How to display only the IR for your program code

Question

I have a simple C program that is literally

int main(void) {
    return 0;
}

When I convert this to assembly, gcc -S, it grows to around 10 lines. As expected.

Then when I convert it into binary, and then from that to VEX IR it grows to * a lot * of instructions. You can see this with valgrind --tool=lackey --trace-mem=yes <FILE>

My question is two-folded:

Why does the program grow so much when you are looking at the IR even though the Assembly was tiny.

I think its because you now have all the overhead calls / instructions that are needed to run the binary and not just your program code. But a more detailed explanation would be helpful
How can I isolate the IR that represents instructions in the code I wrote?

I'm not sure if this is 100% possible, so if not are there any ways to help me narrow down what I want to look at?

score 4 · Answer 1 · answered Aug 12 '17 at 04:20

What follows is based primarily on information found in Valgrind: A Framework for Heavyweight Dynamic Binary Instrumentation.

part 1

Why does the program grow so much when you are looking at the IR even though the Assembly was tiny.

There are at least 2 reasons for this:

While the machine code produced by GCC for the main() routine may by small, all of the code in the binary is transformed by Valgrind, including code in dynamically linked libraries.

Valgrind is a dynamic binary intrumentation (DBI) framework, similar in some ways to DynamoRIO and PIN. It is implemented as a process virtual machine (PVM) that loads a binary into its own virtual memory space and executes a transformed and intrumented version of its code:

Valgrind uses dynamic binary re-compilation, similar to many other DBI frameworks. A Valgrind tool is invoked by adding valgrind --tool=<toolname> (plus any Valgrind or tool options) before a command. The named tool starts up, loads the client program into the same process, and then (re)compiles the client’s machine code, one small code block at a time, in a just-in-time, execution-driven fashion. The core disassembles the code block into an intermediate representation (IR) which is instrumented with analysis code by the tool plug-in, and then converted by the core back into machine code. The resulting translation is stored in a code cache to be rerun as necessary. Valgrind’s core spends most of its time making, finding, and running translations. None of the client’s original code is run.

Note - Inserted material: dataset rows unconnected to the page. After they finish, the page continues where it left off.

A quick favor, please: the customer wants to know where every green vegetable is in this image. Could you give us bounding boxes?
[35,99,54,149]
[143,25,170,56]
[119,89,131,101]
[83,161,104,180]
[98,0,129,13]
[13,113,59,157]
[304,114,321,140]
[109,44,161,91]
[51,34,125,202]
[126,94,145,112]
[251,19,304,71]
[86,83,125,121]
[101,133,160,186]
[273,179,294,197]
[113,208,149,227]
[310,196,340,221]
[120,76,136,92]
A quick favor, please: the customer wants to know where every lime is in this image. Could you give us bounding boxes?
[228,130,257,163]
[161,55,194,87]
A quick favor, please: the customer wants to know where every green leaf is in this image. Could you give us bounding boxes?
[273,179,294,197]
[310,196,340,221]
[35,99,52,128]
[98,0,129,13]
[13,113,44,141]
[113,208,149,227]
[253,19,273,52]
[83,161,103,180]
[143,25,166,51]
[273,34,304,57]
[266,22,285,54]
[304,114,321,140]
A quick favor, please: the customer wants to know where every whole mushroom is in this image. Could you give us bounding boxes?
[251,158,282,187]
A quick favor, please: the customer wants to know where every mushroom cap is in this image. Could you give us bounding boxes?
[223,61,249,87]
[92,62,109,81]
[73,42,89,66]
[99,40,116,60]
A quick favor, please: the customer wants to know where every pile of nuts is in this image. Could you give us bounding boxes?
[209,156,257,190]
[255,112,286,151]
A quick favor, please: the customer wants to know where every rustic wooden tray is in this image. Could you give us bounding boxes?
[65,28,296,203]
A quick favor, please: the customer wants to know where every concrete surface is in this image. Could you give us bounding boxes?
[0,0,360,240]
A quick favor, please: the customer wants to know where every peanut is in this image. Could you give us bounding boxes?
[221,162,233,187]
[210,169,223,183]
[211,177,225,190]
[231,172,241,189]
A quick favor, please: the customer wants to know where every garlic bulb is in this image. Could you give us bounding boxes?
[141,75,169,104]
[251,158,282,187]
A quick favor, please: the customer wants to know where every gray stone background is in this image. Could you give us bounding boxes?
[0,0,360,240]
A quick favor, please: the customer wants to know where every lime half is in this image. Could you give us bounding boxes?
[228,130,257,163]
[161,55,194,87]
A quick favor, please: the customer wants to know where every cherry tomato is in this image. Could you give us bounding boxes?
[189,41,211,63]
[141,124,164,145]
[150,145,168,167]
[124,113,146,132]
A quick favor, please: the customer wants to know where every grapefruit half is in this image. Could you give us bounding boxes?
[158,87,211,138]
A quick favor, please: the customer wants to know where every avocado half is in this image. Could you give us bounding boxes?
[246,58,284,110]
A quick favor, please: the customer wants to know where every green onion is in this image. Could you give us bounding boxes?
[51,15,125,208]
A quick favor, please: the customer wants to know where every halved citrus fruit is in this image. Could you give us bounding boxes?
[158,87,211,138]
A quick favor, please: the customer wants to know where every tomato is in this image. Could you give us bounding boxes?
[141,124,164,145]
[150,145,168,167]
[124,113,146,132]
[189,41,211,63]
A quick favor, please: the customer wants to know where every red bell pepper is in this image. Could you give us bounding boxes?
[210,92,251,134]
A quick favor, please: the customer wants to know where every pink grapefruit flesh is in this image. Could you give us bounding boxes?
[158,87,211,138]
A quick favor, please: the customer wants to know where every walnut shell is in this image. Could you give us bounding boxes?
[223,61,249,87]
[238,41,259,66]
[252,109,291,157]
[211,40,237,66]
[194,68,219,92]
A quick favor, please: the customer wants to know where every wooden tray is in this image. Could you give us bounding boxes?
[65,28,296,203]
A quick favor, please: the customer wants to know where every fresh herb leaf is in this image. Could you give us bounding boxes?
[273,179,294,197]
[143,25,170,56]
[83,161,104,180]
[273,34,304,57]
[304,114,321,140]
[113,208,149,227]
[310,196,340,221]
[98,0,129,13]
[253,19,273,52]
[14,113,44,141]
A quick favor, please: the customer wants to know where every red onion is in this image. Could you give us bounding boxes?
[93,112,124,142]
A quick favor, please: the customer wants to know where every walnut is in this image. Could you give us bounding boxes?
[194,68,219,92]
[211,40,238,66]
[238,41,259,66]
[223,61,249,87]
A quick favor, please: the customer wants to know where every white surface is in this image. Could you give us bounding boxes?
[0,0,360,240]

Code handled correctly includes: normal executable code, dynamically linked libraries, shared libraries, and dynamically generated code.^[1]
In the intermediate representation (IR) used by Valgrind, every effect a machine code instruction in a binary has is explicitly represented by an IR operation. This means that CISC instructions with side-effects will be represented by multiple IR operations.
- Valgrind uses disassemble-and-resynthesise (D&R): machine code is converted to an IR in which each instruction becomes one or more IR operations. This IR is instrumented (by adding more IR) and then converted back to machine code. All of the original code’s effects on guest state (e.g. condition code setting) must be explicitly represented in the IR because the original client instructions are discarded and the final code is generated purely from the IR.
- The IR has some RISC-like features: it is load/store, each primitive operation only does one thing (many CISC instructions are broken up into multiple operations), and when flattened, all operations operate only on temporaries and literals. Nonetheless, supporting all the standard integer, FP and SIMD operations of different sizes requires more than 200 primitive arithmetic/logical operations.
The instruction set architecture of the test binary is not explicitly stated in the original post and is assumed to be x86. x86 is an example of a CISC ISA, which means that the number of IR operations >> number of original machine code instructions. This due to the complexity of x86 instructions in terms of side effects and operations performed as the result of executing a single instruction.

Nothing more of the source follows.